Paris: Marche de solidarité aux migrants malgré l’interdiction de la préfecture de police

C’est la première manifestation à Paris depuis le déconfinement et ils sont des centaines à avoir répondu à l’appel d'un collectif pour une" Marche des solidarités" envers les migrants, malgré l’interdiction de la préfecture de police.

La Marche des solidarités se tient malgré l'interdiction par la préfecture de police
La Marche des solidarités se tient malgré l'interdiction par la préfecture de police © capture d'écran twitter @Brice Ivanovic

Malgré l'interdiction, ils sont près d'un millier à avoir répondu présent cet après-midi et à défiler dans les rues parisiennes. Partis de la place de la Madeleine, les manifestants rejoignent la place de la République puis le boulevard Magenta.
 
 

"Une bombe sanitaire"

La "Marche des solidarités" a été lancée par plusieurs organisations d'aides aux migrants. Un appel qui a été relayé par Médiapart et signé par 210 collectifs, syndicats, Gilets jaunes, associations féministes ou de défense des libertés publiques et des personnalités. Son objectif : dénoncer les conditions de vie des migrants fragilisées par l'épidémie de coronavirus. "Nous sommes là pour rendre visible les invisibles, les sans-papier qui sont ceux qui souffrent le plus de cette crise sanitaire car ils vivent dans des foyers surpeuplés dans lesquels la distanciation sociale, l'hygiène ne sont pas compatibles avec les règles sanitaires pour lutter contre le coronavirus", a expliqué à l'AFP Benoit Clément, de Solidaires Paris.

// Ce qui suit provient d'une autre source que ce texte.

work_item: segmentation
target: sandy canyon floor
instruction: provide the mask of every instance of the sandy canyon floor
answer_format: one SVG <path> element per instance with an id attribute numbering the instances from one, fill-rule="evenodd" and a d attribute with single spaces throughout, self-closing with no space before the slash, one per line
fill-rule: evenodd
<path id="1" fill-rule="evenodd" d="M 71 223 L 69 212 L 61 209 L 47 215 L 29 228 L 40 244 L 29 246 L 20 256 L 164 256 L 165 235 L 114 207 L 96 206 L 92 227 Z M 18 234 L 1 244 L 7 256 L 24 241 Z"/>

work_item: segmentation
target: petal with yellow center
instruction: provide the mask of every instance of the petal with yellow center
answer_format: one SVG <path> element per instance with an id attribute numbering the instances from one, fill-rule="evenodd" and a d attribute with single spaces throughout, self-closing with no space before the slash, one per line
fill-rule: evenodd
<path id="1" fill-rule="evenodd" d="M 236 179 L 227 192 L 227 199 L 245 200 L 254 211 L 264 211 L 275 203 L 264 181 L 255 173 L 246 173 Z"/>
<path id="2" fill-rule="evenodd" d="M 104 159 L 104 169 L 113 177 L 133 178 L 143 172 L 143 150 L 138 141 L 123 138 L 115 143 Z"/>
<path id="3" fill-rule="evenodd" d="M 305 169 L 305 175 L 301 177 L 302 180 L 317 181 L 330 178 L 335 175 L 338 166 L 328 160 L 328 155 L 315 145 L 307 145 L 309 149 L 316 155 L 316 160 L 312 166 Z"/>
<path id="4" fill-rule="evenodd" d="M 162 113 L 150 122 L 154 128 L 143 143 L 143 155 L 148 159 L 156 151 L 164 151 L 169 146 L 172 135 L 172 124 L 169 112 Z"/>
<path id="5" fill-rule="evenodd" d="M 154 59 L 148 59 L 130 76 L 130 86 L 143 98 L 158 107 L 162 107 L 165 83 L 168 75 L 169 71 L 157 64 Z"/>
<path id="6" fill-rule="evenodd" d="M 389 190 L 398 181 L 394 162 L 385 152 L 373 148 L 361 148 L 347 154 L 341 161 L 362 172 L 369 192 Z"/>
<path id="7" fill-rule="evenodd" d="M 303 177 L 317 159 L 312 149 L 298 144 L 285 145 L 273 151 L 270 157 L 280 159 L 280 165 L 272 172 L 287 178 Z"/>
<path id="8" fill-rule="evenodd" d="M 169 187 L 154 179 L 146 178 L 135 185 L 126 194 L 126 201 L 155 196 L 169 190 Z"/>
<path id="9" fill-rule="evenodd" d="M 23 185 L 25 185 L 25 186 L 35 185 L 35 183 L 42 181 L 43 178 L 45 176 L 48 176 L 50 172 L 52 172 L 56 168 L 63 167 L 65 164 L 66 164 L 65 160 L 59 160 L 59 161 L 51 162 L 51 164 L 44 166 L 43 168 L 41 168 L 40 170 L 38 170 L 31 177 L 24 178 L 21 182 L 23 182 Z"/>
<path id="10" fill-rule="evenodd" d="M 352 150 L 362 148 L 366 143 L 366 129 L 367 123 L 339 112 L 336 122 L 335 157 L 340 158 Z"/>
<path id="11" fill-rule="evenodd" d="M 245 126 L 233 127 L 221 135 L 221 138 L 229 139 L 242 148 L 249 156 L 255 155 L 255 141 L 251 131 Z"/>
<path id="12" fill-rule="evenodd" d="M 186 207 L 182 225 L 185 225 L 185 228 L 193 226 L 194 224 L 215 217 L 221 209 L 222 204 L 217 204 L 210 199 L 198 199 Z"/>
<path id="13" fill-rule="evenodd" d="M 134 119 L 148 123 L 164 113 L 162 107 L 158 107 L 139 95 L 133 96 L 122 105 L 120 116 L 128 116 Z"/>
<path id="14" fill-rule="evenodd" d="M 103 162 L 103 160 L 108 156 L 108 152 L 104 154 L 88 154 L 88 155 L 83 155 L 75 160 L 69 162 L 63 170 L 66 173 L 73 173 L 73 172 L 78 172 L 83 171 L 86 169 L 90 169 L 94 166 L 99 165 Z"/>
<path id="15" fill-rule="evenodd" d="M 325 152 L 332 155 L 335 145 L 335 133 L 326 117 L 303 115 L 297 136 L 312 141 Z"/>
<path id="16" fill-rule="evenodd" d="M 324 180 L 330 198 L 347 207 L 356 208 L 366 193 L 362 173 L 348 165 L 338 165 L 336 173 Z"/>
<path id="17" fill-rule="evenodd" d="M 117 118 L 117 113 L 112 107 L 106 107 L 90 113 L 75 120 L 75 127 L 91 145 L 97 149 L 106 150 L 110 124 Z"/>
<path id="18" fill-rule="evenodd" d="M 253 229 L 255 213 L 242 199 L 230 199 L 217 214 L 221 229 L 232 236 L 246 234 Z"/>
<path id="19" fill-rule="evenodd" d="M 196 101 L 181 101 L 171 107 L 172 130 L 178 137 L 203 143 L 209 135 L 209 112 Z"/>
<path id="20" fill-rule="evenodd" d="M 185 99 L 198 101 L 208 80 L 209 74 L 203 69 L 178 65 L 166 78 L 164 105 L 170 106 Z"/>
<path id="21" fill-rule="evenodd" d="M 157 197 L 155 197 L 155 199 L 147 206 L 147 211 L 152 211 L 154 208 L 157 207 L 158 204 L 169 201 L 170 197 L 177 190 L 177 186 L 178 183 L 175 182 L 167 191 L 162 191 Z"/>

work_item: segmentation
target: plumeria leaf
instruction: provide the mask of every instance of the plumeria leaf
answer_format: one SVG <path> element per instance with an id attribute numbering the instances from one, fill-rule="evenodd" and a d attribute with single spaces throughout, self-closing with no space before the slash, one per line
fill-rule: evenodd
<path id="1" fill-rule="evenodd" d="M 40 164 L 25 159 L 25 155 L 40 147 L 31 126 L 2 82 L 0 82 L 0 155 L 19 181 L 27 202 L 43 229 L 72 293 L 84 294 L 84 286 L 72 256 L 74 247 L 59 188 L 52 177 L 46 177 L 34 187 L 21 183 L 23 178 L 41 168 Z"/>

"Dans les foyers surpeuplés et abandonnés, aucune distanciation physique n'est possible. Le virus risque de se propager sans frein. C'est aussi le cas dans les centres de rétention, et à cela s'ajoutent la violence répressive et l'angoisse. Pour les migrantEs à la rue, c'est la faim, l’insécurité sociale et sanitaire" dénoncent les signataires de l'appel.

Des mesures d’urgence sont réclamées comme la distribution de masques, de gel hydroalcoolique dans les foyers, la fermeture des centres de rétention, la régularisation des sans-papiers, la multiplication des tests de dépistage dans les foyers de migrants.

Manifestation interdite par la police


Le parcours de la manifestation a été déposé en préfecture de police mais interdit mercredi 27 mai ,"en vue de prévenir la propagation du virus covid-19" affirme la préfecture. "Les risques sanitaires qu'un tel événement est susceptible de générer, justifient que le préfet de police, n'autorise pas, à titre dérogatoire, cette manifestation", a expliqué la préfecture de police de Paris dans un communiqué. 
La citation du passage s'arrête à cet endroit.